Una lunga scia di distruzione è quella che ha lasciato in campagna la bufera di vento e pioggia che nel tardo pomeriggio di ieri si è abbattuta su un’ampia parte della provincia di Modena, a partire dall’area Nord per arrivare fino al capoluogo. E’ quanto riferisce Coldiretti Modena dopo le prime ricognizioni tra le aziende associate.
A farne le spese seminativi, frutteti, vigneti e orticole nel pieno della raccolta ma anche serre, reti antigrandine, ricoveri attrezzi e abitazioni.
In particolare a Finale Emilia, Massa Finalese, San Felice sul Panaro il vento si è abbattuto sui frutteti buttando a terra pere, mele, pesche e susine, spezzando rami quando non ha sradicato completamente gli alberi provocando così la perdita del frutto di un intero anno di lavoro. Interi filari di vigneti sono stati abbattuti ma non è andata meglio per i seminativi come mais e sorgo che è stato raso al suolo in modo tale da renderne impossibile la raccolta. Stessa situazione spostandosi verso sud, da Bomporto a Soliera e Carpi, dove a essere colpiti sono stati anche i pioppeti, per arrivare a Portile e Montale Rangone,.
In tutta l’area ingenti i danni alle strutture con serre divelte, tetti scoperchiati, reti antigrandine strappate e danni a capannoni, ricoveri attrezzi e abitazioni. Numerosi gli alberi sradicati caduti sulle strade che rendono difficile, se non la impediscono del tutto, la viabilità e l’accesso ai campi.
Nei casi più gravi, dove sono state sradicate o spezzate le piante, le conseguenze non riguarderanno soltanto il raccolto di quest’anno. Il danno si protrarrà nelle prossime stagioni, considerando i tempi e gli investimenti necessari per sostituire gli alberi e riportare i frutteti alla piena capacità produttiva.
I tecnici di Coldiretti Modena stanno verificando la situazione azienda per azienda per raccogliere le segnalazioni e definire l’estensione delle superfici colpite ma solo nei prossimi giorni sarà possibile una prima valutazione dei danni – sottolinea Coldiretti Modena – che si preannunciano particolarmente ingenti.
Gli uffici di Coldiretti sono a disposizione delle imprese agricole per raccogliere le segnalazioni relative ai danni subiti dalle colture, dagli impianti e dalle strutture aziendali e per fornire assistenza sulle procedure da seguire. Le aziende colpite sono invitate a contattare quanto prima l’ufficio Coldiretti di riferimento.

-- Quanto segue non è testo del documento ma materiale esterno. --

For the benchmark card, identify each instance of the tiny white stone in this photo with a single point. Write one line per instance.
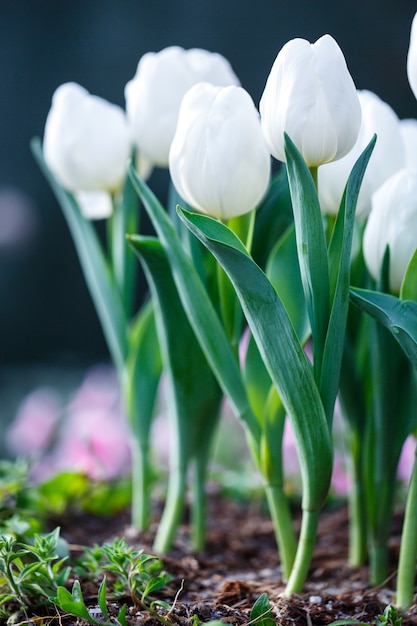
(315, 599)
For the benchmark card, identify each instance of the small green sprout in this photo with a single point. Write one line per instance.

Coldiretti chiede l’avvio urgente di una ricognizione ufficiale dei danni e l’individuazione di adeguate misure di sostegno per consentire alle imprese di affrontare le perdite, ripristinare gli impianti e mettere in sicurezza le strutture danneggiate.
L’ennesima ondata di maltempo conferma la crescente esposizione dell’agricoltura regionale agli eventi climatici estremi, che si manifestano con precipitazioni concentrate, raffiche di vento di eccezionale intensità e conseguenze sempre più pesanti sulla produzione e sulla stabilità economica delle imprese.